- Born: Amy Ellen Richlin December 12, 1951 (age 74)
- Years active: 1977–present
- Known for: Classicist and professor

= Amy Richlin =

American academic (born 1951)

Amy Ellen Richlin (born December 12, 1951) is a professor in the Department of Classics at the University of California Los Angeles (UCLA). Her areas of specialization include Latin literature, the history of sexuality, and feminist theory.

== Early life ==
Richlin was born in Hackensack, New Jersey on December 12, 1951, to Samuel Richlin and Sylvia Richlin. Her grandparents all immigrated to the US from Lithuania and Belarus. Her father studied at the Eastman School of Music, where he was close friends with Alec Wilder, but worked afterwards as a kosher butcher. Richlin's mother worked as a typist and secretary, most notably to Manie Sacks.

== Academic career ==
Richlin studied at Smith College, then transferred in 1970 to Princeton University, where she was the founding captain of the women's rowing team. She graduated from Princeton in 1973 as part of the first co-ed class to study there and then completed her PhD at Yale University, writing her dissertation on "Sexual Terms and Themes in Roman Satire and Related Genres". She taught at Rutgers University (1977–1979), Dartmouth College (1979–1982), Lehigh University (1982–1989), and the University of Southern California (1989–2005), before moving to the University of California at Los Angeles.
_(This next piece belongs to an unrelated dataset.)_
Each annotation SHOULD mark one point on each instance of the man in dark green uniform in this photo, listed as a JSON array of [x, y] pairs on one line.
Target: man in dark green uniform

She retired in 2022 from the University of California at Los Angeles after 45 years of teaching.

==Published works==
Her first book was The Garden of Priapus: Sexuality and Aggression in Roman Humour (1983; rev 1992). She developed similar themes in collected works including Pornography and Representation in Greece and Rome (1992), and Feminist Theory and the Classics (co-edited with Nancy Sorkin Rabinowitz, 1993). She has publicly cited Australian classical scholar Suzanne Dixon as a great influence in shaping her work on gender politics. Richlin was the first to publish the word 'fuck' in the journal Classical Philology.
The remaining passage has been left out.